If the incoming request =
I could then basically say (pseudocode follows):
This would remove the need to create huge switch / case / ifelse for every single device (and need to update it as I add / remove devices), and allow me to write one block, and if the device listed exists and supports the action, then I only need to worry about actions and not devices
Assume: Device Lists can be pretty dynamic, but potential actions a (relatively) finite set.
Personally, I would probably abstract the feature request a bit. The HTTP Request is a great example use case, but I suspect that the feature could be used in other scenarios as well.
It seems like the request would be to be able to get a device reference from a variable and then be able to execute a command on that device - regardless of if that’s from an HTTP Request or some other source. (eg. changing a variable value in a dashboard or another rule and then reacting to that change and doing something)
I noticed you mentioned the use of a device name… what happens if the input device name doesn’t exactly match or it matches multiple devices (potentially even devices with the same name across different platforms you could have connected to SharpTools)? I can see taking a device ID and using that to directly reference a particular thing, but a device name is a much looser concept.
And don’t forget to scroll to the top of the post and cast a vote on your own request. Vote counts are a key part of how we prioritize what we work on.
All valid. I was only thinking of my solution in the context of my problem, but it seems that an abstraction that would allow for the reference from a variable one place SHOULD be abstractable to solve other problems. That being said, I haven’t looked at your code base, so I I trust you to think about it in better context. I’m not sure of the other input cases (YET… I’ve only just started) but I assume I’ll run into them as I think about other automation, this is just the one that is the most immedaite for me to solve as I had a bunch of WebCore automations that utilized the URL input to the system from different devices (Stream Deck, Web Dashboard, etc) and I put off refactoring until it was too late, and now I’m forced.
Absolutely. I was thinking more about the Feature Request title and how it’s positioned in the first post content as that’s often what other community members consider when casting a vote.
While I am generally against super-broad feature requests since anyone can interpret it as a solution for their needs and thus the request gets upvoted fast without any real substance as to what the feature request actually is… in this case, it seems like broadening up the request a bit is reasonable and it could help this particular request get more interest from the community (which makes it more likely to get implemented quickly)
Gotchya. I’ll update for better / broader understanding.
what happens if the input device name doesn’t exactly match or it matches multiple devices (potentially even devices with the same name across different platforms you could have connected to SharpTools)?
If SharpTools uses a unique device id locally to reference the external systems devices, you’re probably in better shape, but as soon as you are relying on the external systems for device id you’ve opened the door for collisions.
If I were writing the code, I would probably allow for a “Contains” or “Exists” on the Device/Automation collections as a first layer of protection and then give best practice around naming things the same.
The same would hold true in the external ID solution as you are not guaranteed a unique incoming id.
Ok something really nerdy but that has always enticed me is to have a speaker announce certain events. Like “welcome home” or “a package just arrived “.
One can easily set this up by creating an MP3 and setting up a rule.
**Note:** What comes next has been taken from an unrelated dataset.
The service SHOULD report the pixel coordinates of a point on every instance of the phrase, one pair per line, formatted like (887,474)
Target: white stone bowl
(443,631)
Further enhancement would be to have different MP3 for different people so it’s customized “hey Matt, a package just arrived”. In the rules that’s easily enough selected by choosing the MP3 based on who is at home.
Even cooler, if you have multiple speakers, would be to only play it in the room you are in.
For example using motion sensors to detect the room motion was last seen in.
Now you can do that in a rule but it requires a lot of “if”
If you could setup a variable representing a device (like a speaker).
Rule 1 sets that Device to a speaker based on motion.
Then rule 2 could be “stupid” and play the notification on the “closestSpeaker” variable without having knowledge of which speaker it actually was. The first rule would have already set it.
That way when you setup N rules for speaking, you only need the “if” logic tree in the first rule that sets the variable.
If that makes any sense.
I went ahead and merged Matt’s prior feature request into this one as it seems like it’s generally the same concept… and even though the other thread hadn’t got much attention, his example use-cases seemed like a great explanation of the concept!